Compatibility Targets

  • Must not break: FRR and BIRD. These are tested in CI on every PR via containerlab.
  • Should not break: GoBGP (as peer). Tested in CI but failures are investigated, not gating.
  • Best effort: Junos, Arista cEOS, Cisco. Lab-tested when available, not CI-gated.

Proto Stability

gRPC proto definitions are treated with semver discipline:

  • Pre-1.0: Breaking changes allowed with a changelog entry and migration notes.
  • Post-1.0: No breaking changes to existing RPCs or message fields. New fields are additive. New RPCs are additive. Deprecation requires a full minor version cycle before removal.

Release Process

Milestone-based releases. Each milestone (M0–M4) is a tagged release with:

  • Passing CI (unit tests, fuzz smoke, interop)
  • Updated compatibility matrix
  • Updated CHANGELOG
  • Migration notes if protos changed

Contribution Policy

  • Bug fixes and test improvements: PR directly.
  • New protocol behavior: Requires an issue with RFC citation and proposed interop test plan before implementation.
  • Architectural changes: Requires design discussion in an issue or discussion thread.
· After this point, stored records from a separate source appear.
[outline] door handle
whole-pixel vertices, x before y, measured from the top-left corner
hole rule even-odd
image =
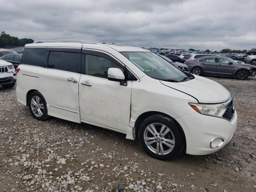
[[[85,83],[81,83],[81,84],[83,85],[85,85],[86,86],[88,86],[88,87],[91,87],[92,85],[90,85],[90,84],[88,84]]]
[[[74,79],[68,79],[67,80],[68,80],[68,81],[69,81],[70,82],[72,82],[73,83],[77,83],[77,81],[76,81],[76,80],[74,80]]]

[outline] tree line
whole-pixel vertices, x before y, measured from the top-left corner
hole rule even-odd
[[[2,31],[0,35],[0,47],[6,45],[24,46],[26,44],[33,42],[34,40],[32,39],[19,39],[17,37],[12,37],[9,34],[6,34],[4,31]]]

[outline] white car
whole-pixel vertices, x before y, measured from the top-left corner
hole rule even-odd
[[[0,86],[4,88],[12,88],[16,82],[16,72],[11,63],[0,60]]]
[[[117,131],[161,160],[213,153],[232,138],[237,115],[222,85],[144,49],[66,42],[25,46],[17,98],[36,119]]]

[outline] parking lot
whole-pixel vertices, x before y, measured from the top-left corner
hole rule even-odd
[[[136,141],[85,124],[33,118],[0,87],[1,191],[256,191],[256,78],[206,77],[231,92],[236,131],[213,154],[148,156]]]

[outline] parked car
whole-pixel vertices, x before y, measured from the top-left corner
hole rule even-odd
[[[170,59],[168,57],[166,56],[162,55],[158,55],[162,57],[163,59],[166,60],[168,62],[169,62],[171,64],[173,64],[176,67],[177,67],[180,70],[182,70],[184,71],[188,72],[189,71],[189,68],[188,68],[188,66],[186,65],[186,64],[184,64],[184,63],[180,63],[180,62],[176,62],[176,61],[173,61]]]
[[[35,118],[120,132],[160,160],[185,148],[188,154],[213,153],[232,138],[237,115],[222,85],[145,49],[66,42],[25,46],[16,93]]]
[[[234,55],[227,55],[226,56],[227,57],[229,57],[233,59],[233,60],[236,60],[238,61],[244,61],[244,59],[242,58],[240,58],[239,57],[238,57],[236,56],[235,56]]]
[[[248,62],[250,63],[251,65],[256,65],[256,55],[250,55],[248,56],[249,59]]]
[[[252,49],[249,51],[248,51],[246,53],[246,55],[256,55],[256,49]]]
[[[186,61],[186,59],[182,59],[177,55],[167,55],[165,56],[166,57],[169,58],[171,60],[176,62],[180,62],[180,63],[184,63]]]
[[[211,75],[236,77],[239,80],[255,76],[256,66],[239,64],[226,57],[206,56],[189,61],[187,64],[190,72],[198,75]]]
[[[185,53],[180,55],[180,57],[182,58],[182,59],[189,59],[190,57],[191,57],[191,56],[192,56],[192,54],[188,54]]]
[[[16,72],[11,63],[0,60],[0,85],[4,88],[12,88],[16,82]]]
[[[22,54],[12,53],[2,56],[0,57],[0,59],[12,63],[14,66],[14,68],[16,68],[20,63],[22,56]]]
[[[11,53],[17,53],[16,52],[11,49],[0,49],[0,57],[3,55]]]
[[[218,56],[219,56],[218,55],[215,55],[214,54],[195,54],[194,53],[192,54],[192,55],[191,57],[184,62],[185,64],[187,64],[187,63],[188,61],[192,61],[194,59],[198,59],[200,57],[205,57],[206,56],[214,56],[216,57]]]

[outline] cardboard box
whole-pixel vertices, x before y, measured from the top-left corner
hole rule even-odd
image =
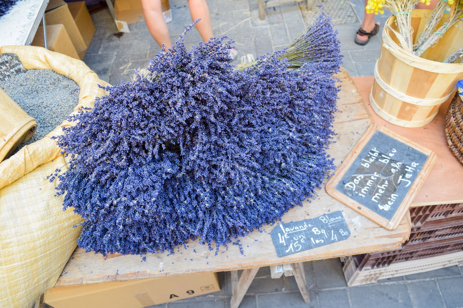
[[[71,39],[68,35],[64,25],[50,24],[47,26],[46,30],[47,44],[49,49],[77,59],[79,59],[75,48],[74,48],[74,45],[72,44]],[[44,27],[42,26],[39,26],[37,29],[37,32],[31,45],[40,47],[45,47]]]
[[[92,18],[90,17],[87,6],[85,6],[85,1],[68,3],[68,7],[86,46],[85,49],[78,53],[81,60],[83,59],[93,36],[95,34],[95,26],[92,21]]]
[[[47,26],[63,24],[78,53],[87,48],[68,4],[63,0],[50,0],[45,12],[45,21]]]
[[[163,15],[166,23],[172,21],[172,10],[169,0],[161,0]],[[114,2],[114,21],[120,32],[130,32],[127,25],[144,20],[141,0],[116,0]]]
[[[53,287],[44,301],[54,308],[142,308],[220,290],[216,273]]]

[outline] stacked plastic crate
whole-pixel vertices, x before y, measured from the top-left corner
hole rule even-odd
[[[412,207],[410,214],[410,238],[399,248],[341,258],[348,285],[463,265],[463,203]]]

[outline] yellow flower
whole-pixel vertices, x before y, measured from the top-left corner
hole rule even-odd
[[[369,14],[374,13],[375,15],[384,13],[384,11],[382,9],[384,1],[384,0],[368,0],[368,2],[365,7],[367,12]]]

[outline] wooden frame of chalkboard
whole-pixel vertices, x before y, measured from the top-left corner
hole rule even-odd
[[[390,151],[384,150],[389,147],[388,142],[395,144]],[[400,160],[396,160],[399,156]],[[376,223],[393,230],[405,215],[437,158],[429,149],[374,124],[342,162],[325,189]]]

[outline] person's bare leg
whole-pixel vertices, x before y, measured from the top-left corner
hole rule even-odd
[[[165,44],[166,49],[172,45],[169,30],[164,20],[163,10],[161,8],[161,0],[142,0],[143,14],[144,15],[146,26],[153,37],[162,46]]]
[[[368,0],[365,0],[365,6],[366,6]],[[367,32],[371,32],[375,29],[375,14],[373,13],[369,14],[367,12],[367,10],[363,8],[363,22],[360,26],[362,29]],[[368,36],[357,35],[357,38],[360,41],[366,41],[368,39]]]
[[[195,27],[198,29],[203,41],[208,41],[214,36],[214,34],[212,31],[212,23],[211,22],[209,7],[206,0],[188,0],[188,5],[193,21],[201,19],[201,21],[196,24]]]

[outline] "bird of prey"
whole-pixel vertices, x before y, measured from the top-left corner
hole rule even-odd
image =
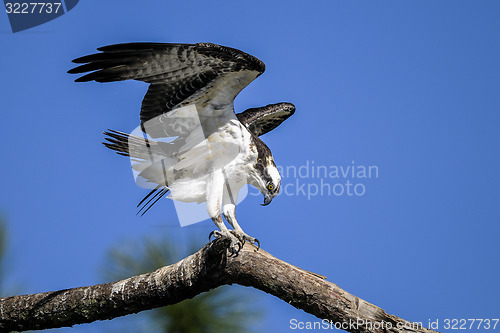
[[[213,234],[228,237],[232,253],[245,241],[260,245],[236,221],[238,191],[246,184],[256,187],[264,195],[262,205],[278,194],[281,176],[259,136],[295,112],[293,104],[277,103],[235,114],[235,97],[264,72],[264,63],[212,43],[126,43],[98,51],[73,60],[80,65],[68,73],[86,73],[76,82],[149,84],[141,105],[142,133],[105,132],[105,145],[133,159],[135,171],[151,185],[139,212],[170,191],[174,200],[206,202],[219,229]]]

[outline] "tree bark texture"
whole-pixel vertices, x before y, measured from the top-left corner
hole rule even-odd
[[[176,264],[113,283],[0,299],[0,332],[112,319],[178,303],[227,284],[272,294],[348,332],[434,332],[370,304],[321,276],[245,244],[230,256],[215,240]]]

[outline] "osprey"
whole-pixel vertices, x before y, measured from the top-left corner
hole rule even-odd
[[[279,171],[259,136],[295,112],[293,104],[278,103],[235,114],[235,97],[264,72],[264,63],[211,43],[126,43],[98,50],[73,60],[82,65],[68,73],[86,73],[76,82],[149,83],[140,112],[143,133],[109,130],[104,143],[133,159],[135,171],[153,185],[139,212],[144,214],[170,191],[174,200],[206,202],[219,228],[211,235],[228,237],[232,253],[245,241],[259,244],[236,221],[238,191],[245,184],[255,186],[264,195],[264,206],[279,193]]]

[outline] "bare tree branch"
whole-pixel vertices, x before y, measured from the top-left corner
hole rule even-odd
[[[114,283],[0,299],[0,332],[72,326],[178,303],[226,284],[254,287],[349,332],[434,332],[342,290],[321,276],[225,240],[154,272]]]

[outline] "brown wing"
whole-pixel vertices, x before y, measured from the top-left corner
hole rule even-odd
[[[101,53],[73,60],[83,65],[68,73],[87,73],[76,79],[77,82],[139,80],[150,83],[141,106],[141,122],[161,115],[182,102],[186,103],[195,94],[206,93],[210,96],[210,89],[224,89],[229,85],[215,84],[223,78],[234,77],[237,80],[234,91],[226,93],[227,103],[232,103],[234,97],[265,70],[264,63],[259,59],[237,49],[211,43],[127,43],[104,46],[98,50]],[[231,76],[243,72],[249,74],[245,76],[246,80]]]

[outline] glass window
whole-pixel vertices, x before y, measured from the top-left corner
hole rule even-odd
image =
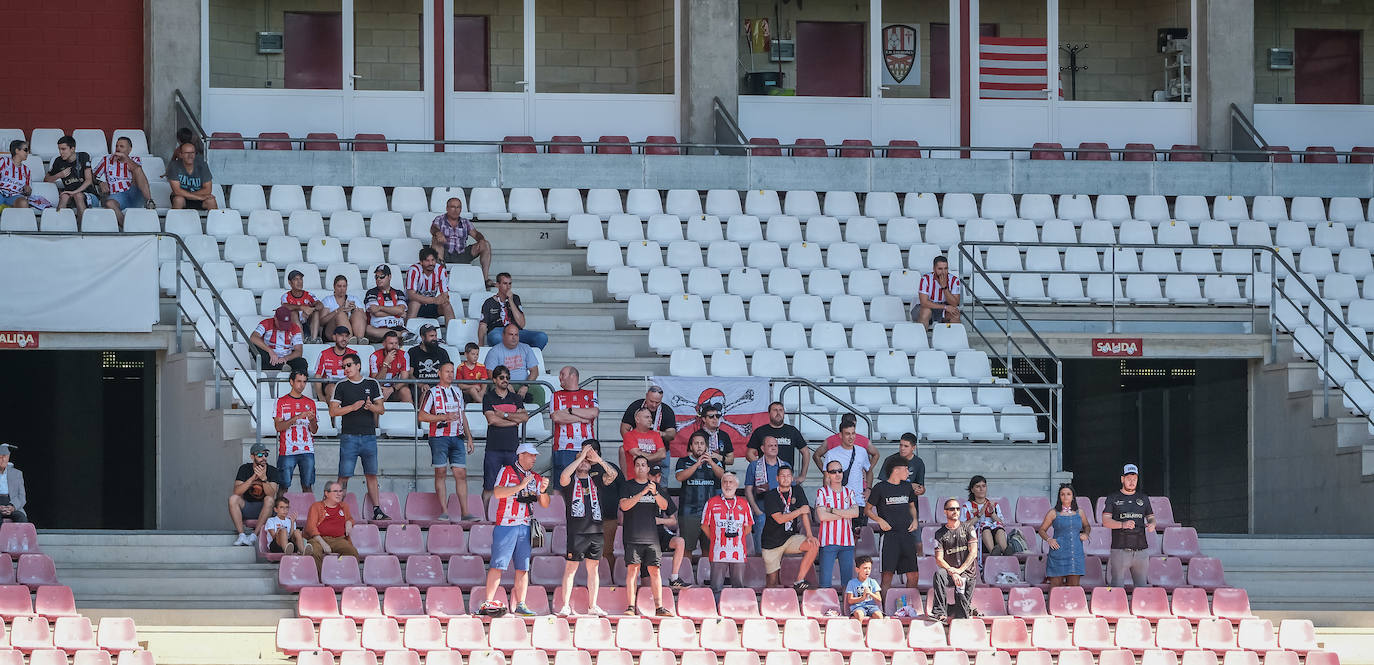
[[[949,98],[949,3],[882,0],[882,96]]]
[[[423,89],[423,0],[353,0],[353,87]]]
[[[342,85],[339,0],[210,0],[209,14],[212,88]]]
[[[1190,0],[1059,0],[1063,100],[1187,102]]]
[[[673,92],[673,0],[539,0],[534,7],[539,92]]]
No surprise features.
  • All PRs must pass CI, including interop tests, and must not violate any design constraint.

Security Policy

  • Vulnerabilities are reported via email (address TBD) or GitHub security advisories.
  • Critical vulnerabilities (remote crash, session hijack) are patched and released within 72 hours of confirmation.
  • The wire decoder is the primary attack surface and runs under continuous fuzzing.

Positioning

rustbgpd is:

  • API-first BGP control plane — gRPC is the primary interface, not CLI
  • Correctness and observability focused — tested against real peers, observable by default
  • Rust-native, GoBGP-shaped — familiar operating model, memory-safe implementation
  • Not a kitchen sink routing suite — does one thing well

Design Invariants

The 8 non-negotiable constraints are defined in ARCHITECTURE.md — Design Invariants. They cover: pure FSM, independent wire crate, bounded channels, no silent drops, no panics on malformed input, structured protocol violation events, enforced resource limits, and interop-tested features.